It’s good news and bad news for Jeb Bush and his supporters in a new Quinnipiac survey of Republican primary voters in Florida.
The former governor continues to lead the field of potential 2016 candidates with 24 percent. That’s 9 percentage points more than the next candidate in Florida, Wisconsin Gov. Scott Walker, who comes in at 15 percent. Marco Rubio is a close third with 12 percent.
However that’s an 8-point drop for Bush since the last time Quinnipiac polled Florida voters two months ago, when he topped the field with 32 percent of the vote.
“Bush has a lead over the field in his home state of Florida, but it’s not anywhere near insurmountable, ” said Peter A. Brown, assistant director of the Quinnipiac Poll.
Ben Carson is fourth in the poll in Florida with 8 percent; Texas U.S. Sen. Ted Cruz is at 7 percent; former Arkansas Gov. Mike Huckabee is at 6 percent; Kentucky U.S. Sen Rand Paul at 4 percent; former Texas Gov. Rick Perry at 2 percent; and New Jersey Gov. Chris Christie and Ohio Gov. John Kasich are are 1 percent.
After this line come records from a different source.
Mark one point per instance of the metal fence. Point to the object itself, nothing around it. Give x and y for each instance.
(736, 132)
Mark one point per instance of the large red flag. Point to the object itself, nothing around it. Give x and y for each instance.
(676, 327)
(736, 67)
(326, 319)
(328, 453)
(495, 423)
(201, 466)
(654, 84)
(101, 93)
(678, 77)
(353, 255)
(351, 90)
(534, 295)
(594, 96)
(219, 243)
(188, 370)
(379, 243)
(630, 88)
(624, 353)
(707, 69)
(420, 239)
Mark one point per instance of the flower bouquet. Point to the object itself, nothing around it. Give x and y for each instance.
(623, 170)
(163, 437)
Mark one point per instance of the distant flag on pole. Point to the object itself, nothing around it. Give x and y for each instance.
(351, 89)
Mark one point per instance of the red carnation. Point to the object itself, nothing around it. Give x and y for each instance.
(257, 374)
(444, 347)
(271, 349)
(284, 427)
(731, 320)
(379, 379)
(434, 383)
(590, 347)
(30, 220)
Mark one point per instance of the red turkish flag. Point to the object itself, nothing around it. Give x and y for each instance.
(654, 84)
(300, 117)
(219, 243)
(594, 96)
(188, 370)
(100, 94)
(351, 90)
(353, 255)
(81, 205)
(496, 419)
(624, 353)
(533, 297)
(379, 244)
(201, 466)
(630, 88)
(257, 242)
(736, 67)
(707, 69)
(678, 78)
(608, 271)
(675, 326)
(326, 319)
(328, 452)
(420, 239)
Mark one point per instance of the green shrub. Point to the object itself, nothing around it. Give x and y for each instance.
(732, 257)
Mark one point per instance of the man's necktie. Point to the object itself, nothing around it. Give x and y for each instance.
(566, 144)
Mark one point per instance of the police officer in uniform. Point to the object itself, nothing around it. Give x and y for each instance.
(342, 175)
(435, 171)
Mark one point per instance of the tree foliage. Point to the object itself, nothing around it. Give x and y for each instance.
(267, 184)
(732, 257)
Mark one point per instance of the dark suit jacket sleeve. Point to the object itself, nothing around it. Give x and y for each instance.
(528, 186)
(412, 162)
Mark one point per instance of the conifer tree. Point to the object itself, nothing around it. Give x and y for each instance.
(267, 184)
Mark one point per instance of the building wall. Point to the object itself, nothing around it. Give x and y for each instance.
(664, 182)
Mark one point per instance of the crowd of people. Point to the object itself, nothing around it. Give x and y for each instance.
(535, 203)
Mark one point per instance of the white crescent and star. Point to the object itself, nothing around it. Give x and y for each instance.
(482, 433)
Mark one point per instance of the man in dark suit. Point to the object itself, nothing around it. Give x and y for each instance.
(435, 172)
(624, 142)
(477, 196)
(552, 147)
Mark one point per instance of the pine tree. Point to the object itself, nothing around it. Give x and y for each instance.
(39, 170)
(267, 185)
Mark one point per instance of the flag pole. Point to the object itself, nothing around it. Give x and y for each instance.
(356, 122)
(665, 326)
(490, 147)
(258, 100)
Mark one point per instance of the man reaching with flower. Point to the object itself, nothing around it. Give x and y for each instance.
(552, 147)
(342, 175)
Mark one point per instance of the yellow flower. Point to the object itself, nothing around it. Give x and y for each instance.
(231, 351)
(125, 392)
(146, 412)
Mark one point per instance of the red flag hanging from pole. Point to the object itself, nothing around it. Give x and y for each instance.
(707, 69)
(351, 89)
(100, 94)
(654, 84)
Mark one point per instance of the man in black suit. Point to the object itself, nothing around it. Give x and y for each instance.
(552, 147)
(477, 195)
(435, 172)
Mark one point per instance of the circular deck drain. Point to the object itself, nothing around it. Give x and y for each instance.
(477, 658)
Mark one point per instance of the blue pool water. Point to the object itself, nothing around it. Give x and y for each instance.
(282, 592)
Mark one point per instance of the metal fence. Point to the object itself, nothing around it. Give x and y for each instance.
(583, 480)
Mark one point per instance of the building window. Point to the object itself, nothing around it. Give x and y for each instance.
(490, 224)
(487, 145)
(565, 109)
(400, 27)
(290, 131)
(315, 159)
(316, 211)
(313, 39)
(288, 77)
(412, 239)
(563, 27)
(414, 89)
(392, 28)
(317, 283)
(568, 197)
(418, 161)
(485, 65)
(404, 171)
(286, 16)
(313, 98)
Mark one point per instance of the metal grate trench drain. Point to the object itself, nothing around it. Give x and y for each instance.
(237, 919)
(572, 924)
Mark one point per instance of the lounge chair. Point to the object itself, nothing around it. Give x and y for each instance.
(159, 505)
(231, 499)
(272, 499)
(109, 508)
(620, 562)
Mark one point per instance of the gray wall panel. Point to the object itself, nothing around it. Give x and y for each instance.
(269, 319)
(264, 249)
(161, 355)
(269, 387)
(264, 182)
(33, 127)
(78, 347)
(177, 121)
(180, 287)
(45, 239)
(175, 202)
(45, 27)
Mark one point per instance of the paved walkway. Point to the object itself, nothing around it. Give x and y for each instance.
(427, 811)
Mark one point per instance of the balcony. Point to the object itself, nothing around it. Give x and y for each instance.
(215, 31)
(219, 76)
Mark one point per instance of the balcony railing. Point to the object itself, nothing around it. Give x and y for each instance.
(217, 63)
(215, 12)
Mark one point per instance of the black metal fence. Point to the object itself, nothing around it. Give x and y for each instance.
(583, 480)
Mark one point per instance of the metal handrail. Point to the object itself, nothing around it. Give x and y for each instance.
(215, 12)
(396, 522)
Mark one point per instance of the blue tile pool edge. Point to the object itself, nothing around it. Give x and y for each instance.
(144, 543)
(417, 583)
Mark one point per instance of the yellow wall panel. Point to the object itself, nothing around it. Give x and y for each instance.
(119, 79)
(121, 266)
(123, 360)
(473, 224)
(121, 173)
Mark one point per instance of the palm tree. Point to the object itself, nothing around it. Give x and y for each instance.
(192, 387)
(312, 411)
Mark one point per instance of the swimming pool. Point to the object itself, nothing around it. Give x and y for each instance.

Rubio is the top second choice for Florida Republicans after Bush, getting 21 percent support.
On the Democratic side, no surprise: former Secretary of State Hillary Clinton continues to dominate the field with 65 percent. Vice President Joe Biden is next at 11 percent. Massachusetts U.S. Sen. Elizabeth Warren is at 7 percent. Vermont socialist U.S. Sen. Bernie Sanders is at 3 percent. Former Virginia U.S. Sen. Jim Webb comes in at 2 percent.
Quinnipiac also did surveys in the swing states of Pennsylvania and Ohio.
In the Buckeye state, Kasich gets the native son vote with 20 percent, with Walker, Cruz and Huckabee at 9 percent each, Bush is at 8 percent, compared with 10 percent Feb. 4, and Carson at 8 percent.
In Pennsylvania: Walker is at 14 percent with 9 percent each for Carson, former Pennsylvania U.S. Sen. Rick Santorum and Bush, who was at 12 percent this past month.
The Florida Quinnipiac survey included 428 registered Republicans with a margin of sampling error of +/- 4.7 percentage points and 344 registered Democrats with a margin of sampling error of +/- 5.3 percentage points. It took place from March 17 to 28 through Florida.